La province de Khyber Pakhtunkhwa, située à une cinquantaine de kilomètres de la capitale pakistanaise Islamabad, se couvre d’arbres ces dernières années. Le paysage en est transformé, mais aussi la société. La lutte contre le réchauffement climatique et celle contre la pauvreté ne font qu’un.

Zofeen T. Ebrahim

Confortablement assise sur un tabouret à l’ombre d’un arbre dans la cour derrière sa maison, Farzana Bibi verse une poignée de terre, prise sur le monticule à côté d’elle, dans une longue poche de caoutchouc noir. Le caquetage des poules et l’unique coq se pavanant dans le minuscule jardin peignent un parfait décor pastoral. Une fois la poche remplie, elle la creuse adroitement au milieu et y place une graine qu’elle recouvre de terre.

Idyllique et entouré de montagnes, Najafpur, son village, situé dans la province de Khyber Pakhtunkhwa, se trouve à une cinquantaine de kilomètres d’Islamabad, la capitale du Pakistan.

Farzana Bibi est l’une des quatre-cents femmes qui ont été formées aux méthodes modernes pour préparer et propager des pépinières d’arbres chez elles et qui revendent les arbrisseaux au secrétariat aux forêts du gouvernement de la province. Elle participe au projet de reboisement « Un tsunami d’un milliard d’arbres » (BTTAP), lancé par le gouvernement dans le cadre de l’initiative pour une croissance verte et qui vise à lutter contre le changement climatique et la pollution en plantant des arbres.

La couverture forestière totale du Pakistan occupe entre 2 et 5 % du territoire, ce qui fait du pays l’un de ceux avec la plus faible couverture forestière de la région, loin en deçà des 12 % recommandés par les Nations Unies.

En 2014, le mouvement Tehreek-e-Insaf (PTI, mouvement pour la justice) au Pakistan, parti politique au pouvoir dans la province de Khyber Pakhtunkhwa entre 2014 et 2018, a rejoint la mêlée mondiale et le Défi de Bonn, dont l’objectif est de restaurer 150 millions d’hectares de terres dégradées et déboisées d’ici à 2020. Dirigé par l’ancien joueur de cricket converti à la politique Imran Khan, le PTI s’était engagé à restaurer 350 000 hectares de forêts et de terres dégradées entre 2014 et 2018.

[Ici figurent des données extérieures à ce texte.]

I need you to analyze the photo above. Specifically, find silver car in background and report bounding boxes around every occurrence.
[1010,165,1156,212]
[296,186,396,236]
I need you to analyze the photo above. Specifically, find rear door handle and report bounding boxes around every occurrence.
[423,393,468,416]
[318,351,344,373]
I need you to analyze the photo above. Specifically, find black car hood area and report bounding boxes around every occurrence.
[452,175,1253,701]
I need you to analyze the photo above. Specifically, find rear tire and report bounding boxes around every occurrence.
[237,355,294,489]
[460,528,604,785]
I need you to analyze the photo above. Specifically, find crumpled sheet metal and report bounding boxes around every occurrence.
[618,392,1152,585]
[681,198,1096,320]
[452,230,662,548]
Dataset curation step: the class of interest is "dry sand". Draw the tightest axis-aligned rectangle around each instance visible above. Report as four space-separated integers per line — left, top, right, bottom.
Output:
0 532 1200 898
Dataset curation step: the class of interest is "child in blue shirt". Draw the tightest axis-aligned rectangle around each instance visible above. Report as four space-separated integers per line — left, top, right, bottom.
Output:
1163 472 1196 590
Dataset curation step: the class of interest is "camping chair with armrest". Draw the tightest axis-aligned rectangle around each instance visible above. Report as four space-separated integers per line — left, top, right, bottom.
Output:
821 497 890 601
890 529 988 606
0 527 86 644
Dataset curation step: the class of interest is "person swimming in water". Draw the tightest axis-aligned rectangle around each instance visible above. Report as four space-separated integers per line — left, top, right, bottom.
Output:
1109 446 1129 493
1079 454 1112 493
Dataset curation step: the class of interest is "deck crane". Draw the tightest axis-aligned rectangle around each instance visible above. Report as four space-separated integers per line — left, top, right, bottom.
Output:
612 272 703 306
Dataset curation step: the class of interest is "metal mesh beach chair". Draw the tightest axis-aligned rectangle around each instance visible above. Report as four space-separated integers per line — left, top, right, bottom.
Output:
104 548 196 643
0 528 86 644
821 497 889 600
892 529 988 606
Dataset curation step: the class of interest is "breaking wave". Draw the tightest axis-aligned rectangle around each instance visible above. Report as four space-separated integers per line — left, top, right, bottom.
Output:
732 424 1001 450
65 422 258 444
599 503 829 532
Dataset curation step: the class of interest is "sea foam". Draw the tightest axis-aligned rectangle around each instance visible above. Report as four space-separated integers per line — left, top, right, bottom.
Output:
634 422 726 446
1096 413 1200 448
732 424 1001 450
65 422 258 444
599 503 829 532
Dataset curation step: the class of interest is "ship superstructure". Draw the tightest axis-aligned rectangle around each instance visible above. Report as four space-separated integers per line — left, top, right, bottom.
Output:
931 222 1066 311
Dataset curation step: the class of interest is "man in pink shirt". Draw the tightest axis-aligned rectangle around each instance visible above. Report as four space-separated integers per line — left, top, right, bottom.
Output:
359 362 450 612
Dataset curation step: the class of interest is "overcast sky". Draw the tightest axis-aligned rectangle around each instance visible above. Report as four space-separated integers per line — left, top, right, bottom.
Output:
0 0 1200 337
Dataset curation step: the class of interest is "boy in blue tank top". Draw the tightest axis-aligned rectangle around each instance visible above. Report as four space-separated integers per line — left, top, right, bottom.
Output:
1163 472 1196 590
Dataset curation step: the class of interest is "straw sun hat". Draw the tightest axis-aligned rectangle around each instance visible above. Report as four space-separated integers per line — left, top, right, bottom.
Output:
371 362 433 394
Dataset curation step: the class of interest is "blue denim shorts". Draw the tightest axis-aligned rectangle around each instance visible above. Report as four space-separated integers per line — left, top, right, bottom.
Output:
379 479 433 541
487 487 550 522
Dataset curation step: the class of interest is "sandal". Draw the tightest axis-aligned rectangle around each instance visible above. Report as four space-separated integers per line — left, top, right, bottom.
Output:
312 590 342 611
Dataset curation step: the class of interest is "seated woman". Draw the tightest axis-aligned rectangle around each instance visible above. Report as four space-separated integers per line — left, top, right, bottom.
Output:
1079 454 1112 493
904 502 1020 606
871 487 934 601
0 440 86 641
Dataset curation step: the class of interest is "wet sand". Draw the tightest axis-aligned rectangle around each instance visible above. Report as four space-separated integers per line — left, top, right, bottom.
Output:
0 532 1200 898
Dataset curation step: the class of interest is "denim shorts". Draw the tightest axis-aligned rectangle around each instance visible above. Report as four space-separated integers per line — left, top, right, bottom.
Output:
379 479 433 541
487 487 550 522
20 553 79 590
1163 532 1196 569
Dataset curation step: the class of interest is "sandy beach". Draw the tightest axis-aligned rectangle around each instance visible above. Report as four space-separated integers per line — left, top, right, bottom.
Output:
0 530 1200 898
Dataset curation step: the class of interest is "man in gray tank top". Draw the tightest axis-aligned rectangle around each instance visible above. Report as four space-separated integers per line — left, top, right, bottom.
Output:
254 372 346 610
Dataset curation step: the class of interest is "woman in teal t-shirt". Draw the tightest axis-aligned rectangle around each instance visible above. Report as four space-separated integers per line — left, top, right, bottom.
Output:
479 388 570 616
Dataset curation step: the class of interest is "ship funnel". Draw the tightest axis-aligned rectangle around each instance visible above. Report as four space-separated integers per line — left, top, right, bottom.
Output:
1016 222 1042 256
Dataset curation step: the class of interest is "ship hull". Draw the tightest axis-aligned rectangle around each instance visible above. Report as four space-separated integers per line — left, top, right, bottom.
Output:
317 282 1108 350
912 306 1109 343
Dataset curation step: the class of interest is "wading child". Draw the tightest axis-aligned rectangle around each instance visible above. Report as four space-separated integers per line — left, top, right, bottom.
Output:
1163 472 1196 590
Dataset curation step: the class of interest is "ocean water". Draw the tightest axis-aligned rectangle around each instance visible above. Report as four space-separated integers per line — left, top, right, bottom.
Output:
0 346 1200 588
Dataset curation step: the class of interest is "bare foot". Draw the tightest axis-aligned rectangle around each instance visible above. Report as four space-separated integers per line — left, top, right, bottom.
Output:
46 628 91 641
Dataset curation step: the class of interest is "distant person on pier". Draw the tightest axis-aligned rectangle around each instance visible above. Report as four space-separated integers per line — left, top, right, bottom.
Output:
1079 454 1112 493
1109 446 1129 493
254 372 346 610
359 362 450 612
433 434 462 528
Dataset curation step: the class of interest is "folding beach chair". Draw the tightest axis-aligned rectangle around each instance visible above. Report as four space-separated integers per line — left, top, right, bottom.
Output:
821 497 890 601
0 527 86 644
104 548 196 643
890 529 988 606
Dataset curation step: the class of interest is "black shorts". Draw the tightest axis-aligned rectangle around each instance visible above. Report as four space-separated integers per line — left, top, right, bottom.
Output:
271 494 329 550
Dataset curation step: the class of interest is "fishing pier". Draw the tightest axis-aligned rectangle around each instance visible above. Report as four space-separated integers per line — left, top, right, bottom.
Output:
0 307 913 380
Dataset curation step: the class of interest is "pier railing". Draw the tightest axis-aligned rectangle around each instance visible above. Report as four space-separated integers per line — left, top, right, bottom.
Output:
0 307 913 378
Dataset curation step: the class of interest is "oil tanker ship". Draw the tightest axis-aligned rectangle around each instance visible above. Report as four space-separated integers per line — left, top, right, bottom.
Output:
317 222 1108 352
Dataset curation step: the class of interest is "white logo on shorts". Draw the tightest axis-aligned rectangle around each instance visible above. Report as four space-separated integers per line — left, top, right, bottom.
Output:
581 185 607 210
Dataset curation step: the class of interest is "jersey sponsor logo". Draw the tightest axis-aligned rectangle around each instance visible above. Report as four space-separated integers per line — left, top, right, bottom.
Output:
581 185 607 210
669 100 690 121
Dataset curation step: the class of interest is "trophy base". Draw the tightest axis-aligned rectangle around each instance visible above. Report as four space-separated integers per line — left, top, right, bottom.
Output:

Plus d’un milliard d’arbres

Dans un si court laps de temps, le secrétariat aux forêts n’aurait pas pu tenir à lui tout seul la promesse du parti politique.

Le modèle adopté pour le projet est donc devenu une affaire engageant la participation des communautés locales. « Nous avons pu achever le projet en août 2017, en avance ! » déclare Malik Amin Aslam, aujourd’hui ministre fédéral et conseiller en matière de changement climatique auprès d’Imran Khan, devenu Premier ministre du pays en 2018.

« Le coût en avait été estimé à 22 milliards de roupies pakistanaises (155 millions d’USD) et il a été réalisé pour 14 milliards (99 millions d’USD), ce qui est inhabituel pour un projet financé par l’État, car ceux-ci dépassent généralement leur budget », fait remarquer M. A. Aslam, qui était le promoteur de cette initiative. En moins de trois ans, 1,18 milliard d’arbres ont été plantés.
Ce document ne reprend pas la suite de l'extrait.